Con pasos cortos e intermitentes, me aproximé a una esquina de la fachada e incliné la cabeza para ajustar el ángulo de visión. Primero vi aquellos zapatos de rojo carmesí, desafiantes como la sangre, con las punteras retando al cielo. Los seguían unas medias de franjas blanquinegras que parecían querer burlarse de los ojos que en ellas se posasen. Piernas inequívocamente femeninas que por momentos menguaban o estiraban en longitud, pero nunca más allá de la madera que aprisionaba el resto del cuerpo aplastado que allí imaginé.
Pude oírme ahogando un grito. Giré sobre mis talones y corrí. Me movía como el viento. Salí de la finca dejando a mi espalda el portón abierto como la boca de un lobo. En vez de volver por dónde había llegado, me arrastré incluso sobre mis manos, descendiendo por un talud lleno de artos y ortigas. Temía que si detenía mi huida, aún tan sólo un segundo, terroríficos monos voladores cayeran sobre mí. No podía detenerme. No debía.

Y así llegué de nuevo al puerto, manteniendo una alocada carrera que me llevó al borde justo, justo al final del espigón. Me habría precipitado al agua del Cantábrico de no ser por una fresca mano aferrándose in extremis a mi muñeca. Estaba conteniendo la respiración. Reconocía aquel tacto. Un alubión de recuerdos chocó contra mí. Verano. Playa. Amigos. Juventud. Un cine de barrio. Un beso. Terrores nocturnos.
-¡Hey! Pirata, estás hecho un asco –dijo Laura con su hermosa sonrisa bajo la luz de las farolas.
Una amiga de la infancia, quizá el primer amor, de todas, un rostro conocido. No, una versión mejorada. Sus ojos eran de otro mundo, de un futuro que se hacía presente. Aún sujetándome, me devolvió la cordura. Apunto estuve de echarme a llorar.
-¿Todavía tienes miedo de las brujas? –me preguntó.
-Sólo de las malvadas –atiné a contestar y nos quedamos en silencio, apenas un minuto. De pronto, sentí la necesidad de sentir su aliento cerca de mí. Deseé detener el tiempo, esperar así para siempre al amanecer. Estaba de vuelta en casa.
La abracé con energía y oliendo el reconfortante aroma de su piel, susurré a su oído: -Toto, realmente no hay lugar como el hogar.



22-Recuerdos salinos

El cuchicheo de las notas que traía el aire desde el horizonte bicolor transmitía versos que sonaban a tristeza.

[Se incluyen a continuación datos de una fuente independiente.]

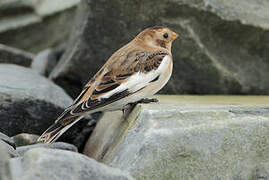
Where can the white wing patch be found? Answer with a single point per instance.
(140, 79)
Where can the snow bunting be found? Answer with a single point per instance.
(134, 72)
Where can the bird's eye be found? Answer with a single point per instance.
(165, 35)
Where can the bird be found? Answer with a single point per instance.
(133, 73)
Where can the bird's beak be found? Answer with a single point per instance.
(174, 36)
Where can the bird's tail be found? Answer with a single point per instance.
(57, 129)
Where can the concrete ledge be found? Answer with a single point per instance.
(188, 137)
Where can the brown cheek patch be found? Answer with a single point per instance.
(161, 43)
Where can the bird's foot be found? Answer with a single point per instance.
(129, 107)
(147, 100)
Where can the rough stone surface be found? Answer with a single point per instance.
(57, 145)
(7, 140)
(48, 164)
(9, 149)
(5, 156)
(188, 137)
(222, 46)
(34, 25)
(15, 56)
(28, 102)
(24, 139)
(44, 62)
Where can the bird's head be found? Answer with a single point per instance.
(158, 36)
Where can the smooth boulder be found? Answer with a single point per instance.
(12, 55)
(34, 25)
(48, 164)
(29, 102)
(187, 137)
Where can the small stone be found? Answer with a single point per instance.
(7, 140)
(12, 55)
(29, 102)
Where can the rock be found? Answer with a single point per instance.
(44, 164)
(57, 145)
(225, 43)
(28, 102)
(187, 137)
(81, 131)
(15, 56)
(44, 62)
(34, 25)
(24, 139)
(5, 156)
(7, 140)
(10, 150)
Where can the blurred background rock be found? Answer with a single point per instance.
(222, 47)
(56, 46)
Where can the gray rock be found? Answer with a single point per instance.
(51, 164)
(5, 156)
(188, 137)
(7, 140)
(222, 46)
(24, 139)
(15, 56)
(44, 62)
(9, 149)
(34, 25)
(57, 145)
(28, 102)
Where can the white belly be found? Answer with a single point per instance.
(141, 80)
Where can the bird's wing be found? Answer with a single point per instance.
(115, 81)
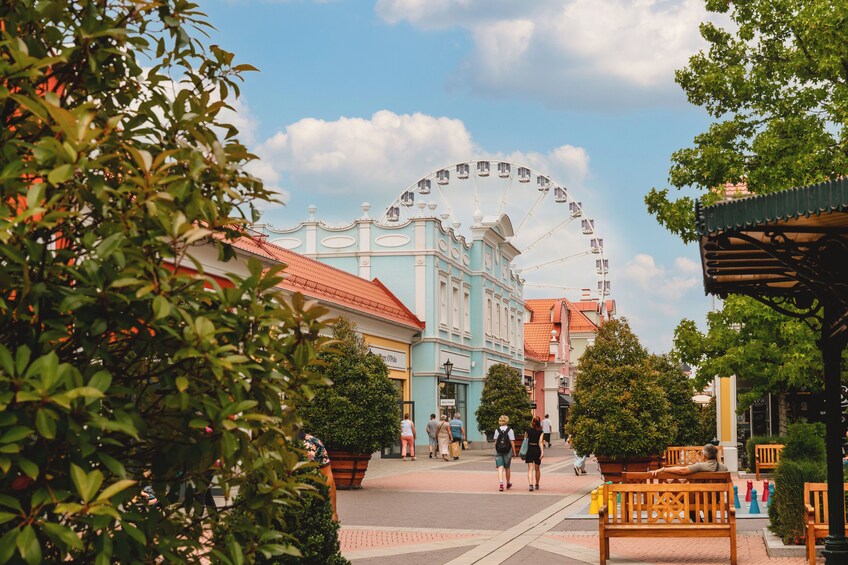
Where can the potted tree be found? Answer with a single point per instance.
(620, 412)
(358, 412)
(503, 394)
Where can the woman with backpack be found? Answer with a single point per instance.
(443, 436)
(504, 436)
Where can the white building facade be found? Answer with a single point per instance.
(466, 293)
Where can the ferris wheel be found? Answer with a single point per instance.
(560, 248)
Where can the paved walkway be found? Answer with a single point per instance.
(432, 512)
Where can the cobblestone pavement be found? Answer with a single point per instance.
(430, 512)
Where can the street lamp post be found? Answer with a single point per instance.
(448, 367)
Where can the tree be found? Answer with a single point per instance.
(775, 82)
(118, 355)
(769, 352)
(359, 412)
(620, 409)
(679, 389)
(503, 394)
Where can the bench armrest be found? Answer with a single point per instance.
(810, 513)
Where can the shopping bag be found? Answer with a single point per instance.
(456, 449)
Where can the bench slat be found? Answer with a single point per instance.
(667, 510)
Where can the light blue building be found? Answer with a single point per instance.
(466, 292)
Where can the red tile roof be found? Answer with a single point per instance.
(323, 282)
(578, 322)
(537, 340)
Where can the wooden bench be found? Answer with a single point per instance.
(664, 477)
(815, 500)
(687, 455)
(767, 457)
(667, 510)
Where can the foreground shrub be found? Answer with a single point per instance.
(805, 442)
(786, 509)
(119, 357)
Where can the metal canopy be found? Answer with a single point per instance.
(789, 250)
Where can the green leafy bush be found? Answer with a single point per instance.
(309, 531)
(118, 355)
(620, 408)
(679, 390)
(754, 441)
(359, 411)
(503, 394)
(804, 442)
(786, 508)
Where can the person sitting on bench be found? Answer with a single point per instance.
(709, 465)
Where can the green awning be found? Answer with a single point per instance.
(780, 244)
(814, 201)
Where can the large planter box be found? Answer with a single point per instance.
(611, 468)
(348, 468)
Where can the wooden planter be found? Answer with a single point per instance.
(611, 468)
(348, 468)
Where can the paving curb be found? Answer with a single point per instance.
(776, 548)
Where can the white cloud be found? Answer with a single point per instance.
(387, 153)
(665, 287)
(589, 53)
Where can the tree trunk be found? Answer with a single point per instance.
(781, 414)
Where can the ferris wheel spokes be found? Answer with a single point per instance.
(531, 211)
(547, 234)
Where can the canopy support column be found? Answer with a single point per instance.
(836, 544)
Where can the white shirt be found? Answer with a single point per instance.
(503, 429)
(406, 428)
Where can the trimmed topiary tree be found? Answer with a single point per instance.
(359, 411)
(619, 410)
(801, 461)
(503, 394)
(679, 390)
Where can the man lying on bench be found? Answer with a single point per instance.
(710, 464)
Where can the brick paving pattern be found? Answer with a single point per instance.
(432, 512)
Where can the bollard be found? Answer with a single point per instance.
(755, 506)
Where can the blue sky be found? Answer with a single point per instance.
(356, 100)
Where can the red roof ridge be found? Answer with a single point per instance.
(402, 306)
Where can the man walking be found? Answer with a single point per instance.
(432, 427)
(504, 436)
(546, 430)
(457, 435)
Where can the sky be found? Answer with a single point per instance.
(356, 100)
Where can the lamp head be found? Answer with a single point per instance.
(448, 368)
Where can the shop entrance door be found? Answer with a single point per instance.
(393, 452)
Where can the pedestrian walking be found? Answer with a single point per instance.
(457, 435)
(579, 460)
(407, 437)
(444, 436)
(535, 452)
(432, 426)
(504, 436)
(546, 430)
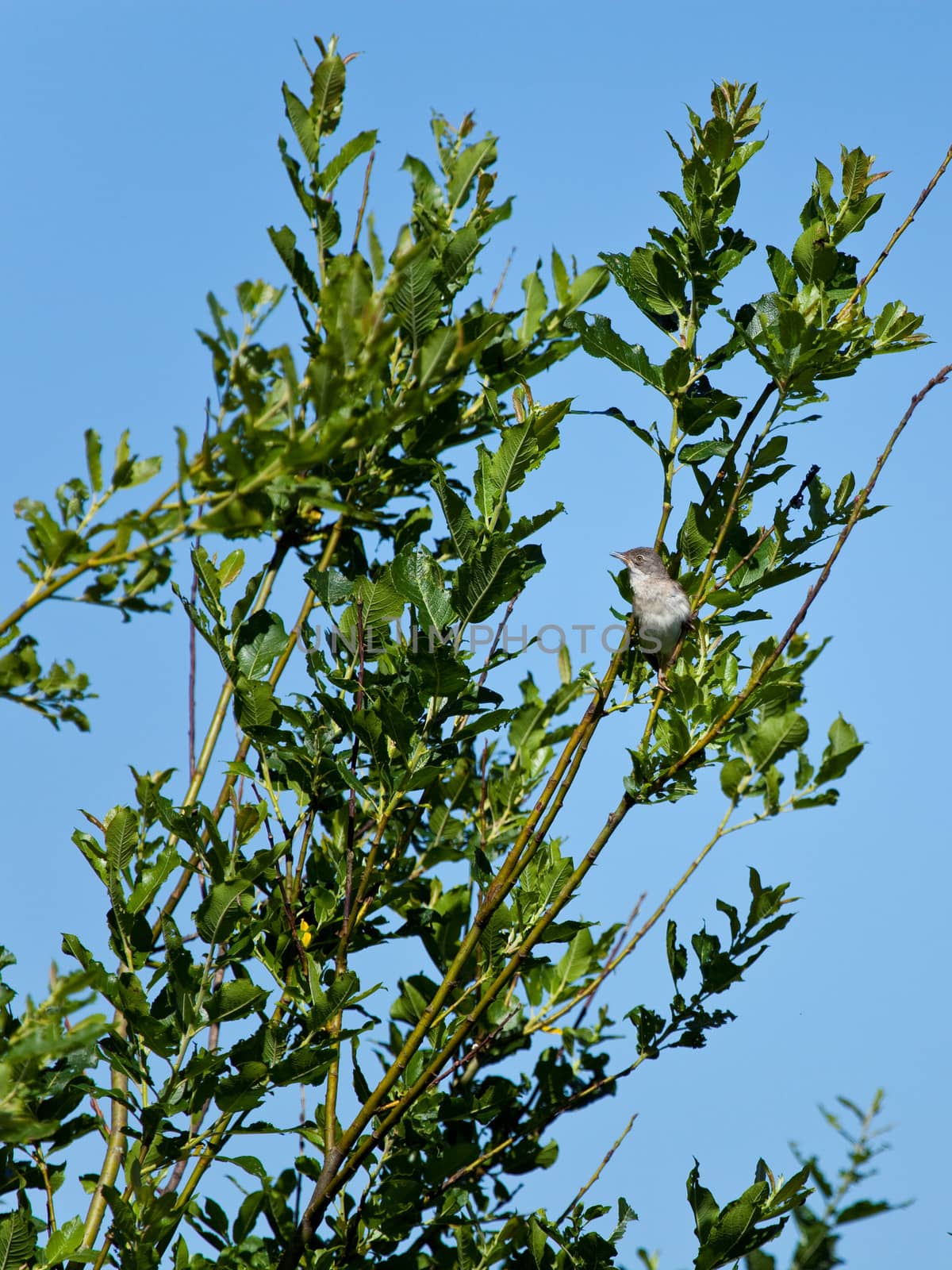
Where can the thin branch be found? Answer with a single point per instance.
(896, 235)
(363, 202)
(597, 1174)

Millones de granitos chocaban contra las rocas mustias, trasladando poco a poco las dunas de una arena que ya no lucía los adornos de las pisadas alegres y revoltosas; apagada, descolorida y triste, como las notas del viento y los sentimientos que se escondían tras la mirada melancólica de Alfonso, sentado en esas mismas rocas, inmerso en infinidad de recuerdos vividos justo donde ahora dirigía su vista, frente a él, desde esa improvisada butaca, como si pudiese volver a ver fotogramas de su infancia.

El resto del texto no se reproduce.